Single document extractive sum mari z ation aims to select subset sentences and assemble them as informative and concise summaries. Recent advances (Nallapati et al., 2017; Zhou et al., 2018; Liu and Lapata, 2019; Zhong et al., 2020) focus on balancing the salience and redundancy of sentences, i.e. selecting the sentences with high semantic similarity to the gold summary and resolving the redundancy between selected sentences. Taking Table

单文档抽取式摘要旨在选取部分句子并将其组合成信息丰富且简洁的摘要。最新研究进展 (Nallapati et al., 2017; Zhou et al., 2018; Liu and Lapata, 2019; Zhong et al., 2020) 聚焦于平衡句子的显著性与冗余性,即选择与黄金摘要具有高语义相似度的句子,并解决所选句子间的冗余问题。以表

Salience Label Sentence Table 1: Simplified News from Jackson County Prosecutor. Salience score is an approximate estimation derived from semantic and Label is converted from gold summary to ensure the concision and accuracy of the extracted summaries.

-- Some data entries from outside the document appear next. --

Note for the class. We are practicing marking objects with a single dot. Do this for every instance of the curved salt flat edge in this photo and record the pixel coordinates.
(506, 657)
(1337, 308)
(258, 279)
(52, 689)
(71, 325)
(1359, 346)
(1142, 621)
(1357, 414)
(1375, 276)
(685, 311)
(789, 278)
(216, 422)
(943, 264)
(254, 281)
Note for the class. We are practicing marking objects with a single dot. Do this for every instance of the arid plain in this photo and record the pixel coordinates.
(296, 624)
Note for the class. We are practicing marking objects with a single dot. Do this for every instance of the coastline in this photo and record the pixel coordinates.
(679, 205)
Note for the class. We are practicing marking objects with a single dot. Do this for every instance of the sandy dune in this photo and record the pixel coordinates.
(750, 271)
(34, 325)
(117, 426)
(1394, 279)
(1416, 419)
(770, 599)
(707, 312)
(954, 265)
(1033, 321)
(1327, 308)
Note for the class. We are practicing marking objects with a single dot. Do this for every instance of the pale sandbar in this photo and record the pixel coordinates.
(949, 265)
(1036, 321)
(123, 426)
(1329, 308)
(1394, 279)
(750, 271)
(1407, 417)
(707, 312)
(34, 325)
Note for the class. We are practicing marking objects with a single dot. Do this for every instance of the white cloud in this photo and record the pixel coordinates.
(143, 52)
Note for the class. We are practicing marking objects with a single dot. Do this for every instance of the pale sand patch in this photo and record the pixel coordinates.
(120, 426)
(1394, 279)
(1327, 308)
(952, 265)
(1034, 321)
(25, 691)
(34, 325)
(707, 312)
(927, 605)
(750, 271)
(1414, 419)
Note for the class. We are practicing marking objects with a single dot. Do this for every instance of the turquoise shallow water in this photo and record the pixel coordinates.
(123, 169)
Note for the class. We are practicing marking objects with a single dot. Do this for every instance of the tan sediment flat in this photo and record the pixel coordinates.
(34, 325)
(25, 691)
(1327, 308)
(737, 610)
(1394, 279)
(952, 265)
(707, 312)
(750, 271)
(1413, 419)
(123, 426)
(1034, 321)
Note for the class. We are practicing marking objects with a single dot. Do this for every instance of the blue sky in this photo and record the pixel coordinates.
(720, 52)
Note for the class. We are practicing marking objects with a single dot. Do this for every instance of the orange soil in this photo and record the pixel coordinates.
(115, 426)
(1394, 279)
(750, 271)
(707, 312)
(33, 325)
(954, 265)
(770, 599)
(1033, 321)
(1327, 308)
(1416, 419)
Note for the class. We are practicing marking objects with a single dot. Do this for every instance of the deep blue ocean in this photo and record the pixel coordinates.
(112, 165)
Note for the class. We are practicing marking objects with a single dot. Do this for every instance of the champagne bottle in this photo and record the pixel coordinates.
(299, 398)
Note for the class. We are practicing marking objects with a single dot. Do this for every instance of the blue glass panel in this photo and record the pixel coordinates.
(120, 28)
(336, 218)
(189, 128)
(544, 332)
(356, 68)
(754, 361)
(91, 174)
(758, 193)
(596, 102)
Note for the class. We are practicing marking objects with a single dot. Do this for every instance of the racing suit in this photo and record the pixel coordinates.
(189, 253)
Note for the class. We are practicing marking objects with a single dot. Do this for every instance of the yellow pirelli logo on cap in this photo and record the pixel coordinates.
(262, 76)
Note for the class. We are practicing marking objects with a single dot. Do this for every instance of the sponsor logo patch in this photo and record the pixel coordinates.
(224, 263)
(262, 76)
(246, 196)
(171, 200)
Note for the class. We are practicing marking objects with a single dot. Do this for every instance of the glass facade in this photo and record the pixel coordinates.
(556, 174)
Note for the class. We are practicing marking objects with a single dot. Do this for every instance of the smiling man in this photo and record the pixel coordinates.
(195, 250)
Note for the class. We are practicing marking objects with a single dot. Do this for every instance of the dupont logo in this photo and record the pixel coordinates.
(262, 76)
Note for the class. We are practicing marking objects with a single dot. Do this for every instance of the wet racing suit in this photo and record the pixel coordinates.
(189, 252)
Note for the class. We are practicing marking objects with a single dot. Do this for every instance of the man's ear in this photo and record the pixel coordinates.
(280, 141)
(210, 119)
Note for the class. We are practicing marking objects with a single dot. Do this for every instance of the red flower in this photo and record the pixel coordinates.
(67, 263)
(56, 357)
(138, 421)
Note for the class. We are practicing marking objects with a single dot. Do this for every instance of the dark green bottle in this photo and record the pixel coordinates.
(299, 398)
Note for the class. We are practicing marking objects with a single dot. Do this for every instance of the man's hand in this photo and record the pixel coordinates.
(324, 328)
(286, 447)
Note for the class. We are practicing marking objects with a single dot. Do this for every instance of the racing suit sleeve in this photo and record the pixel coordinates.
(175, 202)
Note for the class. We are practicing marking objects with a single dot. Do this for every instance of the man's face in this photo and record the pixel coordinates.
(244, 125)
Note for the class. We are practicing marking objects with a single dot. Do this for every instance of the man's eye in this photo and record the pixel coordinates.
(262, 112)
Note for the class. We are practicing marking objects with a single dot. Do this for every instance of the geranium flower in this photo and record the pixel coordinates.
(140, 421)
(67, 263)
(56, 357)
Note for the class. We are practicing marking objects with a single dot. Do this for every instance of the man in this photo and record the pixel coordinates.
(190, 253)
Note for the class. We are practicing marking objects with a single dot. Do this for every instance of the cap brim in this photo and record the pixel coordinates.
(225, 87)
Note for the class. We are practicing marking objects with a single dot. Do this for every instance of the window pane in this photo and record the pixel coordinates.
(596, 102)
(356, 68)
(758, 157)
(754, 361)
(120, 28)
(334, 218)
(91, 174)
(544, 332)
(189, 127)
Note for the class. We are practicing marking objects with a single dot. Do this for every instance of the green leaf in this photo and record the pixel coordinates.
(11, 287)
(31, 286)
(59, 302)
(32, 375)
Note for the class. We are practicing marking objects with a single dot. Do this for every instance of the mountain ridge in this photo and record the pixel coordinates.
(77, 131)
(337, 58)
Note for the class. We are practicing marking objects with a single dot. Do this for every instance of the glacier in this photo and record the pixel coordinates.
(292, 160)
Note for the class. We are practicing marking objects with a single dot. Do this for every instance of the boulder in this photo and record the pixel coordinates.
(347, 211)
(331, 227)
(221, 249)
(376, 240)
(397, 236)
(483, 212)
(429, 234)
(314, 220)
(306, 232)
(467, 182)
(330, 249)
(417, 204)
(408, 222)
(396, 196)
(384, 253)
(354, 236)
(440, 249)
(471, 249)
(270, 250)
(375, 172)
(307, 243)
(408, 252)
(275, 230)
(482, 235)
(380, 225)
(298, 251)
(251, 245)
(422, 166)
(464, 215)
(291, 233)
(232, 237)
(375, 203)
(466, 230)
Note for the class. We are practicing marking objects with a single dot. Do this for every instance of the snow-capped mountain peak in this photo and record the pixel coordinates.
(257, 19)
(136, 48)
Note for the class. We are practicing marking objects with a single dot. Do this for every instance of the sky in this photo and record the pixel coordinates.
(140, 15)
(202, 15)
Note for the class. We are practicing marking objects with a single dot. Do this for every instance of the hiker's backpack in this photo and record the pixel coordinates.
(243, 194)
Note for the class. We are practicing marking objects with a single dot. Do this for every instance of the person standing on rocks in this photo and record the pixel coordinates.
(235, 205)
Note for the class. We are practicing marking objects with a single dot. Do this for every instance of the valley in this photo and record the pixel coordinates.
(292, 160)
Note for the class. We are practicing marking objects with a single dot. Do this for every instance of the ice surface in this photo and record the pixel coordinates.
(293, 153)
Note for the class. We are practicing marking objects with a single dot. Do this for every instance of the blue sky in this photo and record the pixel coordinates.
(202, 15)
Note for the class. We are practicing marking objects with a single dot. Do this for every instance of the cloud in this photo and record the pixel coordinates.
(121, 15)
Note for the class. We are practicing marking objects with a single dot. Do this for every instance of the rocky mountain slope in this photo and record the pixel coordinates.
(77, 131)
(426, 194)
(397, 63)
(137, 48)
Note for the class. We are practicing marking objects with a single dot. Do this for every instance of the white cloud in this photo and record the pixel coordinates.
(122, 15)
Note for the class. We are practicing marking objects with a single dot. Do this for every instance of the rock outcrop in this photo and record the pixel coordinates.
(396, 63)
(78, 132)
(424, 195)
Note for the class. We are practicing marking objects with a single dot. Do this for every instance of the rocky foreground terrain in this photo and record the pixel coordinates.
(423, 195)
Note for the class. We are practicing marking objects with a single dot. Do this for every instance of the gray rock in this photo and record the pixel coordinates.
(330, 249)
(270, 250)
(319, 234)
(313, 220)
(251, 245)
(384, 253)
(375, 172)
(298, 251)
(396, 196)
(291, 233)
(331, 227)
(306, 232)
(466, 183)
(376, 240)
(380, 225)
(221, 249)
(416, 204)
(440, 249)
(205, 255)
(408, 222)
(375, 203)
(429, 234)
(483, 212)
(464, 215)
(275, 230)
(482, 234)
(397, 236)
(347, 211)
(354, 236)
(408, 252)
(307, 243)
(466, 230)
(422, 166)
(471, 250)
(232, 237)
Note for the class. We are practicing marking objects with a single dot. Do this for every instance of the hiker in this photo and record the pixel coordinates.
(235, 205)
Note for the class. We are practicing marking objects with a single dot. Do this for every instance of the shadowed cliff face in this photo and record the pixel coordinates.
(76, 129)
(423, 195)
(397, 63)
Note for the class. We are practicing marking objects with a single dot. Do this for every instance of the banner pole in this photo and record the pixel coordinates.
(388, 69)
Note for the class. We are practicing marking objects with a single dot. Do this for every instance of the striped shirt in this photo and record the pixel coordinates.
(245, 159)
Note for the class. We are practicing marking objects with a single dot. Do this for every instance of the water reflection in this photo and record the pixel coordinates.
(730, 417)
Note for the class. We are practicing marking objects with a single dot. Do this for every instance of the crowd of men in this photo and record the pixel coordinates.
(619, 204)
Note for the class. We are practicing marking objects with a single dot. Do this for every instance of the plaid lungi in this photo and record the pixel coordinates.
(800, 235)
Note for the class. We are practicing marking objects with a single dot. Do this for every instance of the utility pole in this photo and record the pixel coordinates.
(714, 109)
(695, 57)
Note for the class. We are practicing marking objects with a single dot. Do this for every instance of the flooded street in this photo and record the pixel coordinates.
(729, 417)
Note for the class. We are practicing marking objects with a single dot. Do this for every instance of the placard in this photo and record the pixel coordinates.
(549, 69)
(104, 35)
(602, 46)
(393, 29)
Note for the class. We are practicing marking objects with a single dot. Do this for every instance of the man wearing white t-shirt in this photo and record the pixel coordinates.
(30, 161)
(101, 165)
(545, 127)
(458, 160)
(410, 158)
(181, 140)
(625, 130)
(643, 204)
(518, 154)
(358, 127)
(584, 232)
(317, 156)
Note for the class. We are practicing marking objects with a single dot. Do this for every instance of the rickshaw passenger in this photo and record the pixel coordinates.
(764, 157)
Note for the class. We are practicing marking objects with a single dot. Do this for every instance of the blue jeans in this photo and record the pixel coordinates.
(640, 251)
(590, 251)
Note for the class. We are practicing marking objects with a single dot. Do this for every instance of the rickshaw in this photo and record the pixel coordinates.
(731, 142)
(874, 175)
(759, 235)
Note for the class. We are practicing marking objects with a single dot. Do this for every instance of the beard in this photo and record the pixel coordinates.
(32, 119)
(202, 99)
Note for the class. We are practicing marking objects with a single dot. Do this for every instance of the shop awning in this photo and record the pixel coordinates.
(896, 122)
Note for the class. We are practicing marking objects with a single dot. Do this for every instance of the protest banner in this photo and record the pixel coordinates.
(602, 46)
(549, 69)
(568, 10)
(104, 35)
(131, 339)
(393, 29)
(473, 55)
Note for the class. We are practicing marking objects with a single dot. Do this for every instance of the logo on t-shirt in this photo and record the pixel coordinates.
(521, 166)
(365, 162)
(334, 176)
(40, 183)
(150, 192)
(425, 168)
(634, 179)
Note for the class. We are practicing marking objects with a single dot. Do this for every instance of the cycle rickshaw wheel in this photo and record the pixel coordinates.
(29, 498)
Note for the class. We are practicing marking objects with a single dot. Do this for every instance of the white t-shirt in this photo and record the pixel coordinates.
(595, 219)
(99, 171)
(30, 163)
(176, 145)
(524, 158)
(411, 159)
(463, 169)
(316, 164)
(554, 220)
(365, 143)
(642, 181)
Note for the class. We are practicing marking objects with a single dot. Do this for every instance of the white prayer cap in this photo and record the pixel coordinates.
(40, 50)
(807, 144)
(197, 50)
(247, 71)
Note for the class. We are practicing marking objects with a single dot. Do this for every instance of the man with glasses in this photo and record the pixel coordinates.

表 1: 杰克逊县检察官简讯。显著度分数是基于语义的近似估计,标签由黄金摘要转换而来,以确保提取摘要的简洁性和准确性。

句子 标签 内容
sent1:0.7 0 Deanna Holleranis被控谋杀
sent2:0.1 0 杰克逊县检察官Jean Peters Baker今日宣布
sent3:0.7 Deanna Holleran面临交通事故指控
sent4:0.7 这起致命交通事故构成谋杀
sent5:0.2 0 事故导致Marianna Hernandez在9th Hardesty附近丧生
摘要: 一名女子因致命交通事故面临谋杀指控

1 for example, there are five sentences in a document, and each of them is assigned one salience score and one label indicating whether this sentence should be contained in the extracted summary. Although sent1, sent3, and sent4 are assigned high salience score, just sent3 and sent4 are selected as the summary sentences (with label 1) because there are too much redundancy information between unselected sent1 and selected sent3. That is to say, whether one sentence could be selected depends on its salience and the redundancy with other selected sentences. However, it is still difficult to model the dependency exactly.

例如,一个文档中有五句话,每句话都被分配了一个显著性分数和一个标签,表明该句子是否应包含在提取的摘要中。虽然 sent1、sent3 和 sent4 被分配了较高的显著性分数,但只有 sent3 和 sent4 被选为摘要句子(标签为1),因为未选中的 sent1 与已选中的 sent3 之间存在过多冗余信息。也就是说,一个句子能否被选中取决于其显著性以及与其他已选句子的冗余程度。然而,要精确建模这种依赖关系仍然很困难。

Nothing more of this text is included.